3D-Printed Topotecan and Antiemetic Gummies for Pediatric Neuroblastoma

Background
In pediatric oncology, neuroblastoma exemplifies a major unmet need: the lack of child-appropriate oral anticancer formulations and the absence of integrated supportive care. No oral pediatric formulation of topotecan exists, and no combined oral strategy with dexamethasone and ondansetron has ever been reported. This study investigated semi-solid extrusion (SSE) 3D printing as a hospital-based, on-demand technology to address these dual challenges for the first time.

Methods
A retrospective analysis of pediatric patients defined clinically relevant unit doses. Two pharma-inks were developed: a lipid-based matrix containing topotecan, and a hydrophilic matrix co-formulating dexamethasone and ondansetron. Optimization relied on rheology (frequency/amplitude sweeps, thixotropie, thermal cycling), texture analysis, and factorial Design of Experiments. Critical quality attributes were assessed according to ICH, Ph. Eur., and USP standards, including mass and content uniformity, disintegration, dissolution, water activity, microbiological quality, and stability using validated HPLC-UV with forced degradation.

Results
Dose-banding supported 1–1.5 mg topotecan units and 4 mg dexamethasone/ondansetron gummies. Printing was robust, precise, and reproducible (CV <10%), with strong correlations between theoretical and measured dose. Design of Experiments analysis for topotecan printlets (5 × 5 × 3.8 mm, anhydrous lipid matrix) confirmed nozzle gauge as the dominant factor governing dimensional precision, establishing a robust design space for reproducible manufacturing, and showed dimensional stability, uniformity of mass and content, and acceptable palatability. Their lipidic nature ensured chemical stability but limited dissolution, highlighting the need for matrix optimization. In contrast, dexamethasone/ondansetron gummies (10 × 10 × 4 mm, 8 mg/g of each drug) disintegrated within minutes in simulated saliva, achieved complete release in compendial dissolution testing. For the hydrophilic gummies, drying kinetics reduced water activity below 0.6, and microbiological testing confirmed the absence of microbial growth, ensuring stability during storage. Rheology confirmed both inks had a defined linear viscoelastic region (G’>G’’), structural integrity under thermal stress, and recovery after shear, supporting printability and resilience.

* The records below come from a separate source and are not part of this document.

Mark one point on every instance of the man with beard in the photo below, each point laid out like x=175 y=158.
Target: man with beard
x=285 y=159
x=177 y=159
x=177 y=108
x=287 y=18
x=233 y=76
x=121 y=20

Texture analysis showed mechanical resistance and palatability, supporting suitability for pediatric handling and oral use.

Conclusions
3D printing enables reproducible, hospital-ready pediatric formulations aligned with clinical dose-banding. Topotecan printlets showed stability, palatability, and geometric reproducibility, while dexamethasone/ondansetron gummies achieved rapid disintegration, complete dissolution, and microbiological safety. This dual platform demonstrates the feasibility of integrating anticancer therapy and supportive care into personalized pediatric medicines, though translation will require DSC/XRPD for stability, human palatability studies for acceptability, and PK/PD evaluations for in vivo relevance.